The legendary American punk-rock band NOFX is alive and kicking -- still making tunes that question America’s political choices, and still, in general, raising hell. And frontman Fat Mike is just as rambunctious as ever.
NOFX is a busy band. They just released their 12th studio album, Self-Entitled, and just finished filming for the second edition of the band’s documented journey across the world, Backstage Passport 2. Fat Mike has been busy with other projects, like collaborating with his gorgeous professional-dominatrix girlfriend, Soma Snakeoil, by scoring the fetish film Rubber Bordello. So, interviewing Fat Mike is a daunting experience -- where to begin?!
NOFX stops in Salt Lake City on Saturday, Dec. 8. Find out more information here.
City Weekly: What has been your drive after all these years to continue playing punk rock music?
Fat Mike: Well, it’s really the best job in the world, and we are probably having more fun at it now than we ever have. And why do we play punk rock? Well, because punk rock is clearly the best kind of music and the most fun and hardest to play. Why would we not do it?
CW: Was there an particular inspiration, such as a band or anyone in particular, that led you to pick up the bass?
Fat Mike: No, certainly not. My friend got a guitar for Christmas, so we started a band. So, my friend bought a drum set, and I bought a bass.
CW: Is there a specific message that you hope the band’s latest album, Self-Entitled, can deliver?
Fat Mike: Not one specific message, just different songs. I like how the first song on the album, "72 Hookers," is pissing people off. A lot of people think it’s a joke song, but, seriously, when you’re sending people over to the Middle East to kill people, it’s never going to stop the war. But if you make them happy, it would stop the war. By killing people, it’s certainly not going to stop anything. And it was also based on fact. There were forced suicide bombers that were caught before their bombs went off, and the reason they were all doing it was to get the virgins. None of it was American hatred or politics; it was just to get laid. So, it’s pretty simple. And people give me shit because they say it’s an anti-Muslim song, and it’s not really anti-Muslim, although I am anti-Muslim -- but I’m anti-every religion.
CW: Is there a concert venue, town or city that you would like to see NOFX perform in or at?
Fat Mike: We haven’t played Bangkok yet. We want to play there. And we haven’t played Vietnam or India, but I don’t want to go to India. I don’t really give a fuck about the venue.
CW: Can you remember any crazy experiences that stood out to you the most as you traveled the world and filmed the second season of the band’s documented journey, Backstage Passport 2?

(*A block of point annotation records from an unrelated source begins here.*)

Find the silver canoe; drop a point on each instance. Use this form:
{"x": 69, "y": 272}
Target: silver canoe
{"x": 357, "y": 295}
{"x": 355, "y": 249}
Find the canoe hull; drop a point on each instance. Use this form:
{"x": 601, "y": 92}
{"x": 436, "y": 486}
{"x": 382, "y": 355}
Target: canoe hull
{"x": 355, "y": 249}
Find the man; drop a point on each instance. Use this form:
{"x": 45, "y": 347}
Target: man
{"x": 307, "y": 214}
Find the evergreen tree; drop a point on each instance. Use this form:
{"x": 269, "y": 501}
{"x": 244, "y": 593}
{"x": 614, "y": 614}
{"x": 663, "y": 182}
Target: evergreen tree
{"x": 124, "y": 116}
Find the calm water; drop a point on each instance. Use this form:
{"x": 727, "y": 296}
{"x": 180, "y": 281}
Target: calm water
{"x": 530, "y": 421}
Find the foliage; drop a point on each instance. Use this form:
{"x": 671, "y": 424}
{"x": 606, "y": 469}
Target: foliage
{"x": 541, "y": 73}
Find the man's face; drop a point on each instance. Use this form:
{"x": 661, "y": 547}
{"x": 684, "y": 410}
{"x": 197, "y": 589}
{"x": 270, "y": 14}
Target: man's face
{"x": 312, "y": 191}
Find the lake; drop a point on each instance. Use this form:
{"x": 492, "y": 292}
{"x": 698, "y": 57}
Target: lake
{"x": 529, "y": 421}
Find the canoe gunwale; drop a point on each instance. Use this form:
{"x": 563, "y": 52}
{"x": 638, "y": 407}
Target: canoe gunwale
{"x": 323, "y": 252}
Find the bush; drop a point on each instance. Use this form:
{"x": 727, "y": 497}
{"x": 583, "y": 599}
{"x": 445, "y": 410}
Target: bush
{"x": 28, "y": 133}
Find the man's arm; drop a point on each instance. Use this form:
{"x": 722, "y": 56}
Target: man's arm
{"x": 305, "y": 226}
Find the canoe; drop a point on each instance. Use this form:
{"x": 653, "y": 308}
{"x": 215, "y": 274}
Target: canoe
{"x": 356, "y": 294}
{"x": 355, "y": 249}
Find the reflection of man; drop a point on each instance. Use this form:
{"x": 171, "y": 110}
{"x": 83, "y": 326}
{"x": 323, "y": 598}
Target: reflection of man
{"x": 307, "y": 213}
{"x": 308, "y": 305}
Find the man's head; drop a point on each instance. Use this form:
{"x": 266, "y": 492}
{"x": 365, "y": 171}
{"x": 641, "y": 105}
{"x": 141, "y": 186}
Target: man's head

Fat Mike: I think the most rewarding part was finally getting to play Colombia. It was the third time that we tried, and there were 30,000 to 35,000 people there. It was just a really amazing show, and, man, we got the best drugs ever! It was a good time. We play in front of a couple thousand people, usually sometimes 5,000, but playing to 30,000 was fucking great. One of the other fun things was that we were up all night partying in Peru and an earthquake hit Chile. There were tsunami warnings in Lima and we were in Lima, so we all went down to the beach to check it out, but no tsunamis ever hit. The Philippines and Africa were also pretty crazy.
CW: Are there any legends you look up to when it comes to playing punk rock music?
Fat Mike: I don’t really look up to anyone as heroes or anything like that, but I do like Darby Crash and Sid Vicious. But I’m 45 now, so it’s not like I’m trying to follow in their footsteps.
CW: You just wrote an entire film score for the fetish film Rubber Bordello that your girlfriend wrote and directed. How is Rubber Bordello different from other porn films out there?
Fat Mike: It’s a fetish film. It’s not about fucking. It’s about shiny clothes, bondage and S&M. I think it’s the only film of its kind since silent movies. It’s funny, and no guys get any cum shots. It’s super-fucking dirty, but it’s not like any other porn films. It’s an art film. It was fun to make something that was completely different from anything that I have done before.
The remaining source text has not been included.